Some nature photographers. This can in no way be considered universal among photographers, any more than any other practice. Most of the photographers I know (myself included) don’t think much at all of the practice, and most especially consider the misrepresentation of such photos as contemptuous.
Now, you should feel free to question what the difference is between game farm shots and, for instance, a zoo. For the most part, not very much. A key point is that zoos exist for a much broader purpose, and most strive to maintain very high standards in animal care. Photographers aren’t a target customer of the zoos and aquariums – they’re aiming more for education, and often for endangered species support. This can be argued too – does it work better leaving the animals out of it entirely and using only films and photos for education?
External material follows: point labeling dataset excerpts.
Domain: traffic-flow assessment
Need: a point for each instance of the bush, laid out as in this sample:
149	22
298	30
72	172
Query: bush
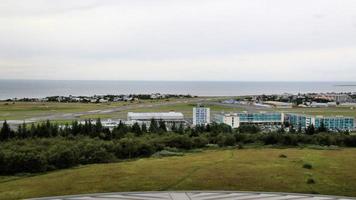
63	157
310	181
165	153
307	166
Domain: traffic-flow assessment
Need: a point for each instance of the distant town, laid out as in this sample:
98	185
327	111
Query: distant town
101	98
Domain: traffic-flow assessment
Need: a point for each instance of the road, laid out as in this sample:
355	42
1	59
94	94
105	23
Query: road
76	115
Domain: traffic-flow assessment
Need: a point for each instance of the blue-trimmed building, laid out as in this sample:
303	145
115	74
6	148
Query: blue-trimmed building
337	123
262	118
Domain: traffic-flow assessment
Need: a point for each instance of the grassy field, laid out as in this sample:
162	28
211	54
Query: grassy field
246	170
332	111
25	110
185	108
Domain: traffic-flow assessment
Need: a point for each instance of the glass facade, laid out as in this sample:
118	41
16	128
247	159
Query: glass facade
201	116
331	123
260	117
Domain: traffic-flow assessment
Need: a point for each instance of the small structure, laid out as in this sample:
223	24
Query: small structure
201	115
169	118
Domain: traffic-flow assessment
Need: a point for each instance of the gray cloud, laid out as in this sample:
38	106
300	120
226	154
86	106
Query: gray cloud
179	40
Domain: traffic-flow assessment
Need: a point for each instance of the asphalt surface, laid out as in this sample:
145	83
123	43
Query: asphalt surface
197	196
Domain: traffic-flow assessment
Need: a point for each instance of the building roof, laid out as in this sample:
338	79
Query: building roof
155	115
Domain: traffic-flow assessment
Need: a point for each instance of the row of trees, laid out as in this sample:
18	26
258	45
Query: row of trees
96	130
44	154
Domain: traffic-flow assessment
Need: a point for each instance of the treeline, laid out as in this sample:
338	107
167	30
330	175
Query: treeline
88	128
46	146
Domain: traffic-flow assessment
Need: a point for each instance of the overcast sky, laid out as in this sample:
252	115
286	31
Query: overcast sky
240	40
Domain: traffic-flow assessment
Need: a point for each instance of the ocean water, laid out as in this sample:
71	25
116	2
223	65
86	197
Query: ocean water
43	88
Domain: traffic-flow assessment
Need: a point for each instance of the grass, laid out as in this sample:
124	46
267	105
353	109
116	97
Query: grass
185	108
247	170
24	110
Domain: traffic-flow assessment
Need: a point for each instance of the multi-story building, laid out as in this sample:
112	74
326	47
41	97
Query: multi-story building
334	123
261	118
169	118
231	119
201	115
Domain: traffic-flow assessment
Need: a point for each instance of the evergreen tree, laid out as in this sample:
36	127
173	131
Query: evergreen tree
310	130
98	126
5	132
153	126
174	127
136	129
144	128
181	129
120	131
322	128
162	126
291	129
299	128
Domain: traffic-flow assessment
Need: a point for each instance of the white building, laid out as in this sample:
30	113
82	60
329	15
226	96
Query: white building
231	119
278	104
169	118
201	116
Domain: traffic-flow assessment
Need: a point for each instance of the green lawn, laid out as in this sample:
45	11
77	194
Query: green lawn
24	110
247	170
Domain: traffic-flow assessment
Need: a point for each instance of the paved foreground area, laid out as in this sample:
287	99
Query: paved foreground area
197	196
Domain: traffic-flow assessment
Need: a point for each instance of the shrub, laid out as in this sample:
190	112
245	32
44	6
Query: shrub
282	156
310	181
165	153
307	166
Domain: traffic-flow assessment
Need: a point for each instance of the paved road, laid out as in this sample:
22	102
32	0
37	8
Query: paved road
197	196
72	116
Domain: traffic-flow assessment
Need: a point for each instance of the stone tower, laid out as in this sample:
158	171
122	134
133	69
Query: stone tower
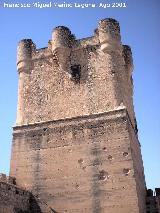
75	143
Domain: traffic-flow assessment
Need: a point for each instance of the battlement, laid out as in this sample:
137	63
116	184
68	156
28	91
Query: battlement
107	35
7	179
74	77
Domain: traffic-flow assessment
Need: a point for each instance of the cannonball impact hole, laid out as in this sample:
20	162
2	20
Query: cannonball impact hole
110	157
103	175
76	73
125	154
126	171
80	161
104	149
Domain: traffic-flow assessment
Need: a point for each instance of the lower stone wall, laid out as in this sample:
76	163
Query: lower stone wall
84	164
13	199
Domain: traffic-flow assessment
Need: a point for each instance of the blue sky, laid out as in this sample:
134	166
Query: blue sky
140	28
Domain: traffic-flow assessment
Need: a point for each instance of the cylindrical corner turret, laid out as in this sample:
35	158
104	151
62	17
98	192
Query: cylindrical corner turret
109	35
127	55
24	54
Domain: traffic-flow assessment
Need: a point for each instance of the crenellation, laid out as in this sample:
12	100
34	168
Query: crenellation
25	50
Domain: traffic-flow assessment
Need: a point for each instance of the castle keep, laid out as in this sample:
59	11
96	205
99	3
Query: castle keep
75	145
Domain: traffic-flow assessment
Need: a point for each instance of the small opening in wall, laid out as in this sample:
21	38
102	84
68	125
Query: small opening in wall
76	73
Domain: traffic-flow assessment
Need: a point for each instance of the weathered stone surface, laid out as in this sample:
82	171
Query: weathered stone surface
75	143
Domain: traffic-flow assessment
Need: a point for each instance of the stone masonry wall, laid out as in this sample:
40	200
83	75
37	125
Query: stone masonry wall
84	164
13	199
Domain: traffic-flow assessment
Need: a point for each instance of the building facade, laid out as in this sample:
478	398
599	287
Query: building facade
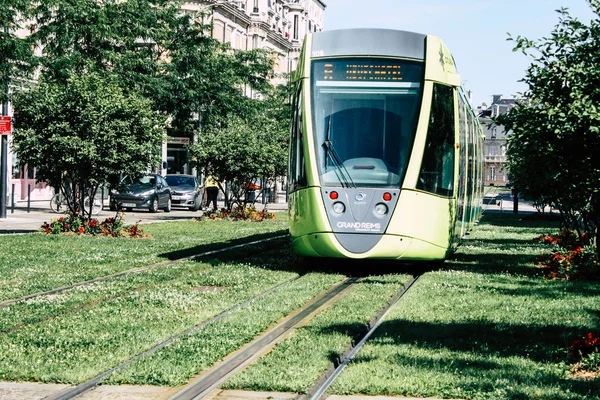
496	140
276	25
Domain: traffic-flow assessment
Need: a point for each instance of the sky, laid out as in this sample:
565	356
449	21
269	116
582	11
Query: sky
475	32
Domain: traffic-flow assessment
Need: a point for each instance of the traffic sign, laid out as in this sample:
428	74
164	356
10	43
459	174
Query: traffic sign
5	125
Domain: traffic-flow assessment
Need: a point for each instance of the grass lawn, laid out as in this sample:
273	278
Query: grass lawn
175	364
84	342
39	262
485	326
291	368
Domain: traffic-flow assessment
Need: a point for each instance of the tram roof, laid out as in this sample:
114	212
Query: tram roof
369	42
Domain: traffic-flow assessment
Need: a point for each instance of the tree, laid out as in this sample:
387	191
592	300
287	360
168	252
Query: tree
15	53
240	152
553	151
79	134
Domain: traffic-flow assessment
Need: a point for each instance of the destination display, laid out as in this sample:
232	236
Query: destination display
374	70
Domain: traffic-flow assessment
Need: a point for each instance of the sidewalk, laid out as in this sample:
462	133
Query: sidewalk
21	221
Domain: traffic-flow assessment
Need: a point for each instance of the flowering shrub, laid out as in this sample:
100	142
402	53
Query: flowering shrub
585	352
240	214
75	224
572	256
566	238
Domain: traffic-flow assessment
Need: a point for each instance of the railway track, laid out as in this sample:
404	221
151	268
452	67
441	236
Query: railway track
237	361
205	383
211	379
138	270
75	391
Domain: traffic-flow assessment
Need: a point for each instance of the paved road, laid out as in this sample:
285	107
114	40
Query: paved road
27	221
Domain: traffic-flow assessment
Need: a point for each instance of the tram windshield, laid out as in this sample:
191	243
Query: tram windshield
365	113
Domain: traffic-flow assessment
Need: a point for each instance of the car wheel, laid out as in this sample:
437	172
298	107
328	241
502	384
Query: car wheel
154	205
196	205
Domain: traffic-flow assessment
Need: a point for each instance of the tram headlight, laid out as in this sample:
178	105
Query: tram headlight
338	207
381	209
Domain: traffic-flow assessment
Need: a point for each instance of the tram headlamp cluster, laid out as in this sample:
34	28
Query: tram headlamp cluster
339	207
381	209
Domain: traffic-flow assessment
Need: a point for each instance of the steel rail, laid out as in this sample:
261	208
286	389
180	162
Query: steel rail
72	392
214	377
138	270
330	375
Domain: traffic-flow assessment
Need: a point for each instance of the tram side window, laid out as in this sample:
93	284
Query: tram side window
297	167
437	168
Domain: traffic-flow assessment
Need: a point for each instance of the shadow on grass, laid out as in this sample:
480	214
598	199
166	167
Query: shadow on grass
518	221
485	354
366	267
233	253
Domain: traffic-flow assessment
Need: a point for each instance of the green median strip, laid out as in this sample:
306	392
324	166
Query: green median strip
77	346
175	364
297	362
45	262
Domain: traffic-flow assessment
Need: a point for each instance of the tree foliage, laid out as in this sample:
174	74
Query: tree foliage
81	133
150	49
553	150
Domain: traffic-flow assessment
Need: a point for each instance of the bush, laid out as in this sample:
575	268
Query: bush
572	257
585	353
76	224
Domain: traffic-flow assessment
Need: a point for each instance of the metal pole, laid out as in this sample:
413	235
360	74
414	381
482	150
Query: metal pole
4	156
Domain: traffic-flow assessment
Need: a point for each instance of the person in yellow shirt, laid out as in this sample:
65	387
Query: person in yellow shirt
212	191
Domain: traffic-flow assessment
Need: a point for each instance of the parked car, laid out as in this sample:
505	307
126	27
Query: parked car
149	191
186	191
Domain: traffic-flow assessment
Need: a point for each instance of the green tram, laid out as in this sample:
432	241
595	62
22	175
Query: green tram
385	151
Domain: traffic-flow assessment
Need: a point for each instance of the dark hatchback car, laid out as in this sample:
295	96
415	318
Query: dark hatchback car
186	191
149	191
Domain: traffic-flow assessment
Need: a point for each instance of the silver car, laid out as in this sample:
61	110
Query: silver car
186	191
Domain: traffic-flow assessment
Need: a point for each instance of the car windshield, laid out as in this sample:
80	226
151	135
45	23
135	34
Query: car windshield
144	180
180	181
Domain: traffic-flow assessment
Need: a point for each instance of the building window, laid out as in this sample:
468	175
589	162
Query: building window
295	27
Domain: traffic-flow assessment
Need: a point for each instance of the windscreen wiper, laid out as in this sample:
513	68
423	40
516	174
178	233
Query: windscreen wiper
340	170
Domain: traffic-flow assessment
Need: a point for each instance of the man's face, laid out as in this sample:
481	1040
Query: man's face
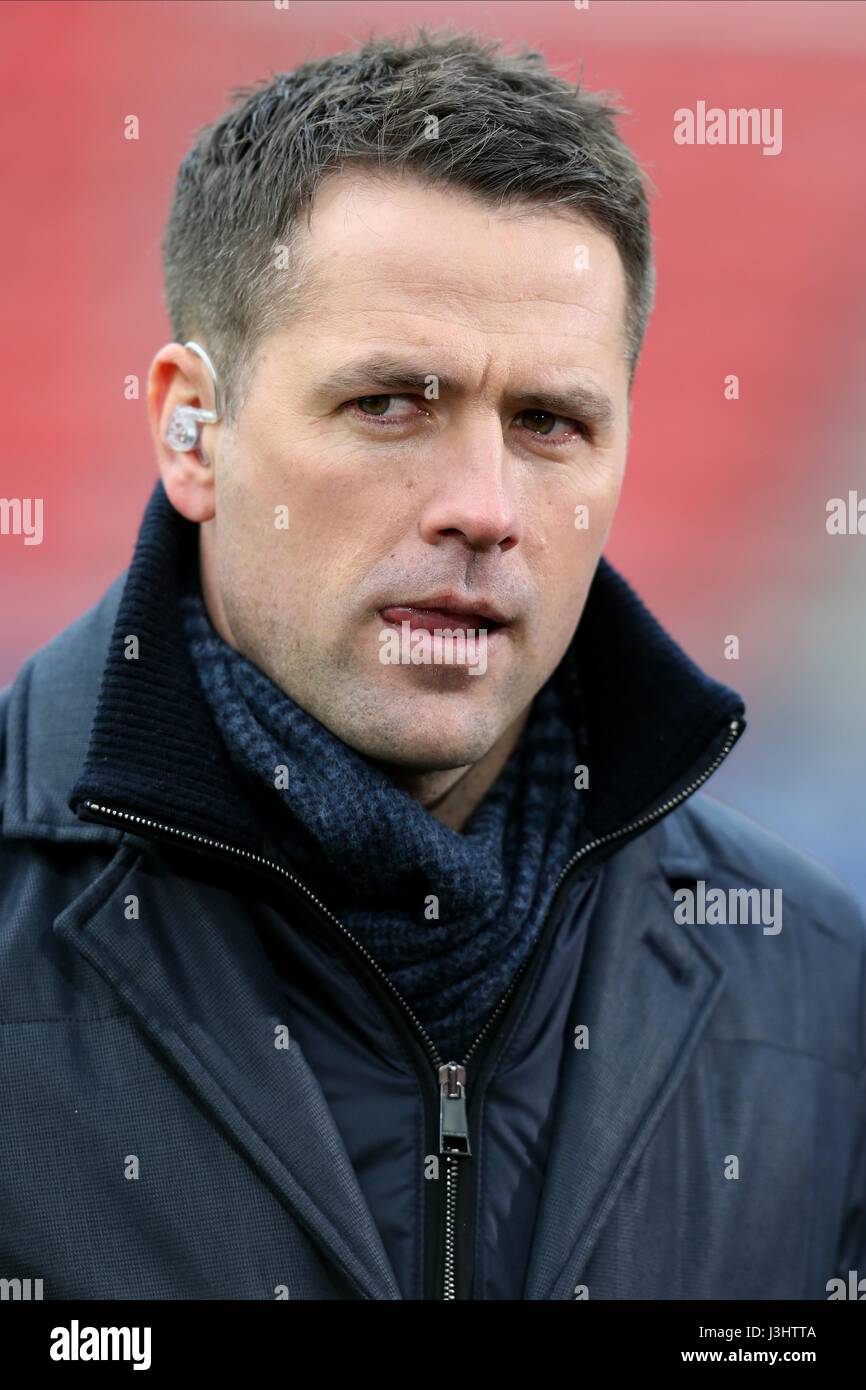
402	499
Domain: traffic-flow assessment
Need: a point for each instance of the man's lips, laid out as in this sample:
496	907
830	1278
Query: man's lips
434	620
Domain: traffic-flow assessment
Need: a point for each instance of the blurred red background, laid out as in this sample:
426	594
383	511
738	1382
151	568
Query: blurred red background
762	274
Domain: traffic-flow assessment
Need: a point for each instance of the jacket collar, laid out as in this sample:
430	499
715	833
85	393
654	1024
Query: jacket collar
139	737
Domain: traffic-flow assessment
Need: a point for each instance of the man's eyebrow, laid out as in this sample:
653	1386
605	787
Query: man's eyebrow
382	374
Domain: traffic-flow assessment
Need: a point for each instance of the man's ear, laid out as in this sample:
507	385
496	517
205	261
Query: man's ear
177	378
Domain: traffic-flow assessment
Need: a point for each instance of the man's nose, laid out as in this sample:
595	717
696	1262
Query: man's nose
476	492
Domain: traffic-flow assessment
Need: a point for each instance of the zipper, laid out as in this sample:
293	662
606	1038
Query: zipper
453	1139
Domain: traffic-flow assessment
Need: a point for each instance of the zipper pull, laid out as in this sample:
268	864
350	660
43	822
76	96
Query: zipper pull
453	1127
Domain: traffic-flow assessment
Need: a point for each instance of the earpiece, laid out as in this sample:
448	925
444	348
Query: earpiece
185	424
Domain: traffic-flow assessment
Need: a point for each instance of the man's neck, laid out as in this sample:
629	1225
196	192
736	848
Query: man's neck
452	794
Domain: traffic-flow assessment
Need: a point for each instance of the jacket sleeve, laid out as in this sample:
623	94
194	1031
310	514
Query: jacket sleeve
851	1254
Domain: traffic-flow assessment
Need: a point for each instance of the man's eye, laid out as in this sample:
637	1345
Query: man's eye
542	423
374	406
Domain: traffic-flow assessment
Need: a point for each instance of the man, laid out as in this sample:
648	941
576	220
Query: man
366	931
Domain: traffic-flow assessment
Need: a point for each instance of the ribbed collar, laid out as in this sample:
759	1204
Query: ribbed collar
651	713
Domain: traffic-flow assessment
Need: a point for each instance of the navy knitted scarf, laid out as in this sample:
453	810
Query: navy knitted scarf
448	915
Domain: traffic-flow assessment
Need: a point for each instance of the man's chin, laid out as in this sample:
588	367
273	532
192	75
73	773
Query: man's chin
426	744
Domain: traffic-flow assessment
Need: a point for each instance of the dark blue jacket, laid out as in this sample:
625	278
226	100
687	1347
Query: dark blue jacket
209	1091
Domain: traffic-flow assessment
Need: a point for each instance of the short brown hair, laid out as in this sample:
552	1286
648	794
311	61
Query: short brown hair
509	131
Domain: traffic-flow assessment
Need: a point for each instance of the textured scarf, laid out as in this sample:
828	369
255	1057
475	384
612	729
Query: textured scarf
448	915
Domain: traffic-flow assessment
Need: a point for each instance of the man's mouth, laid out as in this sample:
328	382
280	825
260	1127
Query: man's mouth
435	619
442	610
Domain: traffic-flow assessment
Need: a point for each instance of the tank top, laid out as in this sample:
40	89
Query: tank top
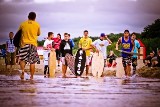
126	46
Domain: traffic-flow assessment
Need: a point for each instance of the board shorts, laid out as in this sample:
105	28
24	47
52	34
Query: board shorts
126	61
10	58
28	53
58	54
45	57
87	60
63	60
134	61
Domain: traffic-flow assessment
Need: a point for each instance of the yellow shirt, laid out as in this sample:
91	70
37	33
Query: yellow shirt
30	32
86	43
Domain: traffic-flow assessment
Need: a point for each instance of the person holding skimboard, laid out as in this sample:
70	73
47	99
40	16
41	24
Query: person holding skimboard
86	44
57	42
28	44
47	48
136	50
128	46
101	44
65	47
Is captivity even ethical for any purpose?
I’ve had that discussion before, and it really is a matter of opinion. I’ve also had the discussion of vegetarianism and veganism, too, and remain a blatant omnivore. Your opinion is all up to you. We can, of course, make distinct efforts to maintain standards for any animals under our care, and this should certainly hold true for game farms. It’s unfortunate that the regulation of such tends to fall under individual states and even counties – federal level laws govern only endangered/threatened species, trafficking, and animal fighting in the US.
But there’s another aspect of this, akin, believe it or not, to drugs in this country: if there’s a market, it will be exploited. And this is where the Audubon article fell a bit short. It seemed quick to blame photographers for the brunt of it, and the game farms close behind. But this is a bit of a disingenuous face for a magazine to put on, especially one that purchases wildlife photos. I touched on this in my own post, and am reiterating it here: the provenance of the photo is rarely, if ever, a factor in the editors’ purchases. There is no price difference between staged and honestly wild photos to the vast majority of editors and publishers, and few that stipulate that they want only wild images. To be fair, the article made it clear that Audubon itself, as well as several other major magazines, made distinct efforts to buy genuinely wild photos. But, as they admit, they’re a small share of the market. Should I be doing this for a living, the occasional sale to those particular magazines isn’t going to cover the bills.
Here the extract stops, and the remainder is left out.